Member of the Oregon House of Representatives from the 27th district
- In office January 9, 2017 – January 9, 2023
- Preceded by: Tobias Read
- Succeeded by: Ken Helm

Personal details
- Party: Democratic
- Spouse: Dick Schouten
- Children: 3
- Alma mater: Oregon Health & Science University

= Sheri Schouten =

Member of the Oregon House of Representatives

Sheri Schouten, formerly Sheri Malstrom, is an American Democratic politician and former nurse who served in the Oregon House of Representatives. She represented District 27, which covers parts of Washington County and Multnomah County, including central and southern Beaverton, Garden Home–Whitford, Raleigh Hills, and a small part of western Portland.

==Biography==
Schouten graduated from Oregon Health & Science University in 1981, and worked as a registered nurse until 2016.

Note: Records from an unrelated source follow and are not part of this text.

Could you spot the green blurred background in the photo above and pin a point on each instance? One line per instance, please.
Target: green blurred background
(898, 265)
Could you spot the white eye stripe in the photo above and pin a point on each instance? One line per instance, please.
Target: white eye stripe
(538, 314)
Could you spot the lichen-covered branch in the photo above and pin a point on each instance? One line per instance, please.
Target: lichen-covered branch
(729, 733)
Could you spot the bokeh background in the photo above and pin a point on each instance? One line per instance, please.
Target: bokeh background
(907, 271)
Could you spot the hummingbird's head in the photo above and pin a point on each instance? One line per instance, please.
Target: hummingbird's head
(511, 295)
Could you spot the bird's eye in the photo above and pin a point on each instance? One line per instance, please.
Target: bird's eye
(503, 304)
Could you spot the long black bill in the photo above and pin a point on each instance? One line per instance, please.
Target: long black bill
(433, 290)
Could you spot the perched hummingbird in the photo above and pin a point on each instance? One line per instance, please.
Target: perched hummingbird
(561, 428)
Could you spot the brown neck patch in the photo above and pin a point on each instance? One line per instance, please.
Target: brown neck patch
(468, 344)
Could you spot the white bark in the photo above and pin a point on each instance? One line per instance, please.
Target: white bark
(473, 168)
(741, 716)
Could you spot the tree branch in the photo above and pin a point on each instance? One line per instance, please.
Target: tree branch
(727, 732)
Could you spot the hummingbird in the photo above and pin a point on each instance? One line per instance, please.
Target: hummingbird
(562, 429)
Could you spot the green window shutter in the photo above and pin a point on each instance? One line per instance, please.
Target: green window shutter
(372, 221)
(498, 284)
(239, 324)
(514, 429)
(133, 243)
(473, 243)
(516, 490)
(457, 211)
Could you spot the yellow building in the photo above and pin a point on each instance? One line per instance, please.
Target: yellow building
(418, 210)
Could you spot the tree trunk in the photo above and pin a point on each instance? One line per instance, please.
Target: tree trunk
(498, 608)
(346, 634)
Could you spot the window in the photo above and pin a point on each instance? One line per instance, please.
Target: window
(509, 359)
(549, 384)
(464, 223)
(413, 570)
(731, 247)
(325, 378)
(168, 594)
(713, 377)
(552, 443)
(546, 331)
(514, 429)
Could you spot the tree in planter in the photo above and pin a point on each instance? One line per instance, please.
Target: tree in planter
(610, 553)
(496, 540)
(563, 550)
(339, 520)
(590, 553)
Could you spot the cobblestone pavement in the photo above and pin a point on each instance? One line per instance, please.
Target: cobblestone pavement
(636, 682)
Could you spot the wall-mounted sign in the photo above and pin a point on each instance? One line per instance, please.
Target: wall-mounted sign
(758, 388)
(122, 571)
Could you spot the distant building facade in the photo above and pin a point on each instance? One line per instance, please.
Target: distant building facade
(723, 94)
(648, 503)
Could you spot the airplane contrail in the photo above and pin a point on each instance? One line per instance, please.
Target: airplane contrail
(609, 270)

In 2016, she was elected to the House to succeed Tobias Read, who retired in order to successfully run for Oregon State Treasurer. She ran unopposed for the seat and received 98% of the vote. In 2018, she was nominated for a second term and faced Independent Party of Oregon nominee Brian Pierson and Libertarian Katy Brumbelow in the November general election. She received 66% of the vote.

==Personal life==
Schouten was married and widowed with three children prior to seeking political office. In 2017, Washington County Commissioner Dick Schouten proposed to her on the floor of the Oregon Legislature. They were married on July 7, 2018, by Oregon Governor Kate Brown at the historic Belle Ainsworth Jenkins Estate in Aloha.